In other news, butterflies were flocking to the side of the dome at the start of the episode. It was a beautiful piece of special effects work, and did a nice job of mixing "pretty" with "creepy." But what was that all about? Dodee said something about insects using magnetic fields to navigate, so it could just be science at work here. Or maybe that was just one more example of the dome giving a warning, as it seemed like that was the place where the missile later hit. And at the end of the episode, there was just one lone butterfly left. A surviver-butterlfy… like Jim Rennie? He was the one left looking at it through the dome, past the spot of blood left by Coggins' ear. An eery image if ever there was one. See what I did there?
Finally, we found out that China threatened to attack the U.S., believing the dome was some kind of weapon in development. The president managed diffuse the situation, but it sounds like the dome's having a big impact on the world outside. At the very least, the residents of Chester's Mill can rest easier knowing that if China does attack, they're probably safe. The dome is impenetrable from bullets, trucks, planes and missiles.
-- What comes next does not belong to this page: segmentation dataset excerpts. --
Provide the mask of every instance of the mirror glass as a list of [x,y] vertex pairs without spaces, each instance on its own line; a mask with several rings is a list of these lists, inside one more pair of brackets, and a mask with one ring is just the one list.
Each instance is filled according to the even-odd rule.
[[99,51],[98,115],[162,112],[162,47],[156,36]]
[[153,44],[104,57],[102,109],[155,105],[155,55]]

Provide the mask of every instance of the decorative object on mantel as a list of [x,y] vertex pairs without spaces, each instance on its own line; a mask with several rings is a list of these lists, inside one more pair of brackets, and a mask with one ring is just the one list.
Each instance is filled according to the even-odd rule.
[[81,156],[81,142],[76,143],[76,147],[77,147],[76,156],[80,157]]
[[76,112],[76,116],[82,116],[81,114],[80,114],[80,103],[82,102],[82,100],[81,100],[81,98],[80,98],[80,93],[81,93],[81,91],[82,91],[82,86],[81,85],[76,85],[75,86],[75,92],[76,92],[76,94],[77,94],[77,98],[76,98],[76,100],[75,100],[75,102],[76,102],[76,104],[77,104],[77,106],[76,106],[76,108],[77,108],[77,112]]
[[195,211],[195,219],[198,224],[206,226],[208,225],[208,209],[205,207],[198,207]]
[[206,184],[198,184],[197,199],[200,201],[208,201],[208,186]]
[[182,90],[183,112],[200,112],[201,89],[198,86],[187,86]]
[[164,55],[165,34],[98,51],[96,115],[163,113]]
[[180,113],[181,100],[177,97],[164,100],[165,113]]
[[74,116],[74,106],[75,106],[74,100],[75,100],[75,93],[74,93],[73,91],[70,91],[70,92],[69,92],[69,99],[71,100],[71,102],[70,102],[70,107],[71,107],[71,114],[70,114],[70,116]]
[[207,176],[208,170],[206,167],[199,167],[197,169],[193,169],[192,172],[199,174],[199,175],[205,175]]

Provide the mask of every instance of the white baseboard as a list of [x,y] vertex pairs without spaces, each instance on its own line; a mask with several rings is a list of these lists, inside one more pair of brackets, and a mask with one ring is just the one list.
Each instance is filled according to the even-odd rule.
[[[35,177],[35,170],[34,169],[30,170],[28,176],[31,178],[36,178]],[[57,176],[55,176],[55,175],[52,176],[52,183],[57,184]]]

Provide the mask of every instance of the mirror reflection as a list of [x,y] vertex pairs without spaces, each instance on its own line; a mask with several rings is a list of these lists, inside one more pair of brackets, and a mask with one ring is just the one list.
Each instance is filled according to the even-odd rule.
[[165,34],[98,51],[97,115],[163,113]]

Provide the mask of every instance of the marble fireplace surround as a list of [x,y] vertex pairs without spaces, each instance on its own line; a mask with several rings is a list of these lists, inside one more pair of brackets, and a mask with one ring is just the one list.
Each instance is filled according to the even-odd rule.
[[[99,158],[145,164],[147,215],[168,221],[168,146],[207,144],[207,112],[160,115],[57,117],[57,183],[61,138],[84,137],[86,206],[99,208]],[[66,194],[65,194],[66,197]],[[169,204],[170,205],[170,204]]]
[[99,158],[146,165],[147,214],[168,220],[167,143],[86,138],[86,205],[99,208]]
Then again, no one can get out, which still sucks.
By the Book
Without getting into end-of-the-book spoilers here, it's well worth acknowledging that "Visitor's Day" in Chester's Mill ended much differently in the book. So that's a major deviation. And as I mentioned, Coggins dies in the book at the hand of Rennie, though that happened differently. But the sentiment remained the same. The reverend was making trouble and sooner or later people were going to start listening. He's now one less person in Big Jim's way.